New East Digital Archive

Frozen in time: a photographer returns home to the Arctic after almost two decades

26 August 2021

Yulia Kopr moved away from her Arctic hometown of Norilsk in 2002, to start a new life in Vienna at the age of 19. On her return, almost two decades later, she discovered that the city of her childhood — with its socialist tower blocks, Lenin statues, and industrial chimneys — had remained almost as she’d left it.

The realisation was comforting. “I was anxious and full of expectations. As soon as the airplane landed, I burst into tears,” Kopr says, describing her arrival in 2019. “I felt I was home. I felt whole, for the first time after so many years.”

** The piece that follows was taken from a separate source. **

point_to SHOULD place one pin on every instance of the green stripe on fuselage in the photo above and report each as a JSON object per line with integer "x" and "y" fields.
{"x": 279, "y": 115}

With memories still fresh in her mind, she set out to photograph her cherished but otherwise ordinary corners of the city. “I remember it like it was yesterday: running home from school with white frost on my eyelashes, grabbing onto the icy railing of the bridge so as not to trip.” One of the photos shows a nook where her and her peers would break off icicles and eat them like candies. “I also photographed the cemetery where my great-grandmother is buried. Truly, nothing had changed.”

The resulting series, titled Black Snow, recently travelled to Sarajevo, Bosnia, to appear at the Brodac Gallery. The exhibition was a part of a two-week arts programme centred on the theme of borders and migration by Kuma International School.